The action typically returns a string output that represents the generated prediction. For instance, if the prompt is about a book, the output could be the title of the book illustrated in the input image.

Example Output:

"The Little Book of Deep Learning"

Conceptual Usage Example (Python)

Here’s how you can call the Generate Multimodal Predictions action using Python. The provided code snippet illustrates structuring the input payload correctly and making a request to the Cognitive Actions endpoint:

import requests
import json

# Replace with your Cognitive Actions API key and endpoint
COGNITIVE_ACTIONS_API_KEY = "YOUR_COGNITIVE_ACTIONS_API_KEY"
COGNITIVE_ACTIONS_EXECUTE_URL = "https://api.cognitiveactions.com/actions/execute"  # Hypothetical endpoint

action_id = "f869d6eb-65c4-4ee4-944d-012df34ac460"  # Action ID for Generate Multimodal Predictions

# Construct the input payload based on the action's requirements
payload = {
    "topP": 0.95,
    "image": "https://replicate.delivery/pbxt/KJMIMNBJwHYQX1A4tfSmacSSxccDH3sVQtgzpwMuv88CbuJz/demo-1.jpg",
    "prompt": "What is the title of this book?",
    "temperature": 0.7,
    "maxNewTokens": 100
}

headers = {
    "Authorization": f"Bearer {COGNITIVE_ACTIONS_API_KEY}",
    "Content-Type": "application/json"
}

try:
    response = requests.post(
        COGNITIVE_ACTIONS_EXECUTE_URL,
        headers=headers,
        json={"action_id": action_id, "inputs": payload}  # Hypothetical structure
    )
    response.raise_for_status()  # Raise an exception for bad status codes (4xx or 5xx)

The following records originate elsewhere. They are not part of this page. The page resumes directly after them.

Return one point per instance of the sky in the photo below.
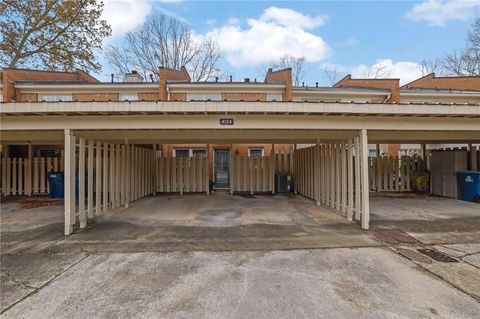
(352, 37)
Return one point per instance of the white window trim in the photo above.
(189, 149)
(256, 148)
(128, 96)
(57, 97)
(274, 97)
(204, 96)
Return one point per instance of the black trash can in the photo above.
(56, 184)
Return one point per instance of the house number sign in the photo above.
(226, 121)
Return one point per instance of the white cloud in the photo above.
(276, 33)
(385, 68)
(290, 18)
(438, 12)
(125, 15)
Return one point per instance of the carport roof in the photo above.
(222, 107)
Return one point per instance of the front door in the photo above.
(222, 168)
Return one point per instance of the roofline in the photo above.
(39, 88)
(333, 91)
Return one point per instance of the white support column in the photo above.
(350, 180)
(357, 177)
(344, 177)
(106, 179)
(272, 167)
(81, 184)
(295, 169)
(316, 167)
(98, 181)
(69, 184)
(90, 179)
(207, 171)
(231, 168)
(127, 173)
(155, 173)
(364, 179)
(28, 171)
(4, 169)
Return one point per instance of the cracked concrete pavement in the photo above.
(146, 262)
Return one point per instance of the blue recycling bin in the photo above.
(56, 184)
(468, 183)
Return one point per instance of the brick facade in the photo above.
(27, 97)
(285, 76)
(165, 75)
(446, 83)
(148, 96)
(9, 76)
(97, 97)
(178, 97)
(237, 149)
(250, 97)
(392, 84)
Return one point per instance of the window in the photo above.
(182, 153)
(189, 152)
(255, 152)
(54, 97)
(274, 98)
(204, 97)
(128, 97)
(199, 152)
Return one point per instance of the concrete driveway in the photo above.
(177, 257)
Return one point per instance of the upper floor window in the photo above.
(190, 152)
(274, 97)
(54, 97)
(204, 97)
(255, 152)
(128, 97)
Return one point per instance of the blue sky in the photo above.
(350, 36)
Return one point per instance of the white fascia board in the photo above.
(225, 88)
(87, 88)
(472, 110)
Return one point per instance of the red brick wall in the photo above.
(178, 96)
(97, 97)
(9, 76)
(27, 97)
(148, 96)
(167, 149)
(392, 84)
(455, 83)
(282, 75)
(251, 97)
(165, 75)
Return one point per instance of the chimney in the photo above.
(133, 77)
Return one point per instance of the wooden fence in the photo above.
(28, 176)
(393, 174)
(331, 174)
(182, 174)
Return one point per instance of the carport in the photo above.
(105, 142)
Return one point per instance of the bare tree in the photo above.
(51, 34)
(164, 41)
(430, 66)
(332, 74)
(377, 71)
(467, 60)
(299, 69)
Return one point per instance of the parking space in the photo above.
(430, 219)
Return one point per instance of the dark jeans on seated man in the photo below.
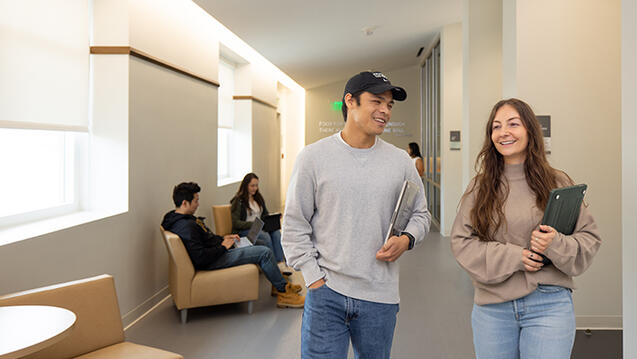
(260, 255)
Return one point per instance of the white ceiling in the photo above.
(320, 42)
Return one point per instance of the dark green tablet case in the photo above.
(562, 210)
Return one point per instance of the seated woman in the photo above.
(247, 205)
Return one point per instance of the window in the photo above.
(41, 173)
(52, 122)
(234, 132)
(226, 120)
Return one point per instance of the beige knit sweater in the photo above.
(496, 267)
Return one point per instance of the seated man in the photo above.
(209, 251)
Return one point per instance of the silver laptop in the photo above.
(251, 238)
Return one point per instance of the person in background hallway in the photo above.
(209, 251)
(247, 205)
(414, 152)
(523, 309)
(340, 200)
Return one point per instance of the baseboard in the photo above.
(141, 309)
(613, 322)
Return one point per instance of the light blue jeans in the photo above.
(540, 325)
(271, 240)
(331, 320)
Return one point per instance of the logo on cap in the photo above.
(380, 76)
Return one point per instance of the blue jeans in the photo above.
(259, 255)
(271, 240)
(330, 320)
(540, 325)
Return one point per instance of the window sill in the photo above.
(21, 232)
(229, 180)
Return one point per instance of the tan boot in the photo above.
(289, 298)
(294, 287)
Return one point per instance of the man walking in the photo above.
(339, 205)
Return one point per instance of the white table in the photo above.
(26, 329)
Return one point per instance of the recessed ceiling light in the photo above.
(369, 30)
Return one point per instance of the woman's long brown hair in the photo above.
(487, 214)
(244, 194)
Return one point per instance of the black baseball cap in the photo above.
(374, 82)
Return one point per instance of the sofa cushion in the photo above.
(228, 285)
(128, 350)
(93, 301)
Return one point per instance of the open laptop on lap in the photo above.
(251, 238)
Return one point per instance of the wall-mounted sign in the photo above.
(454, 140)
(545, 123)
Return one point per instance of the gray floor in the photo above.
(434, 318)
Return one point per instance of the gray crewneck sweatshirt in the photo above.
(339, 204)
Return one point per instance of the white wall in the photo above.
(451, 120)
(570, 70)
(169, 125)
(629, 173)
(481, 74)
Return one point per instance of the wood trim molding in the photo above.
(255, 99)
(127, 50)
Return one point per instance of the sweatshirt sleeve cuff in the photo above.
(516, 252)
(311, 272)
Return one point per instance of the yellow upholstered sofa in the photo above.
(98, 331)
(192, 288)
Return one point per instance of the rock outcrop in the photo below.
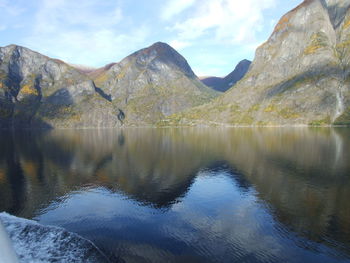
(301, 75)
(223, 84)
(151, 84)
(37, 91)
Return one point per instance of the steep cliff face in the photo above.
(299, 76)
(223, 84)
(151, 84)
(36, 91)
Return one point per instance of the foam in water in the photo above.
(33, 242)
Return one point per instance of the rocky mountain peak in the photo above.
(160, 54)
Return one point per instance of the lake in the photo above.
(189, 194)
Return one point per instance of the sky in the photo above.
(213, 35)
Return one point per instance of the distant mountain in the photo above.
(37, 91)
(151, 84)
(300, 76)
(223, 84)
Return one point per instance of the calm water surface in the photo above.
(187, 195)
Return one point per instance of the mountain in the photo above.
(300, 75)
(151, 84)
(37, 91)
(223, 84)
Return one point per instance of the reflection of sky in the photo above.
(216, 220)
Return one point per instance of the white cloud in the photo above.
(178, 45)
(175, 7)
(83, 32)
(228, 21)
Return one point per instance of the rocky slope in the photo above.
(299, 76)
(223, 84)
(151, 84)
(37, 91)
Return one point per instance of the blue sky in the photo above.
(213, 35)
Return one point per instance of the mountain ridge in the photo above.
(227, 82)
(299, 76)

    result = response.json()
    print("Action executed successfully:")
    print(json.dumps(result, indent=2))

except requests.exceptions.RequestException as e:
    print(f"Error executing action {action_id}: {e}")
    if e.response is not None:
        print(f"Response status: {e.response.status_code}")
        try:
            print(f"Response body: {e.response.json()}")
        except json.JSONDecodeError:
            print(f"Response body: {e.response.text}")

In this code snippet, replace YOUR_COGNITIVE_ACTIONS_API_KEY with your actual API key. The payload variable is structured according to the input schema, ensuring that all required fields are included. The response is then printed in a formatted manner for easy readability.

Conclusion

The Generate Multimodal Predictions action from the jyoung105/imp Cognitive Actions enables developers to create applications that understand and generate contextual information from visual inputs. Whether you're building a book recommendation system or an interactive storytelling app, this action provides a powerful tool to enhance user experience. Start integrating these Cognitive Actions today to bring your applications to life!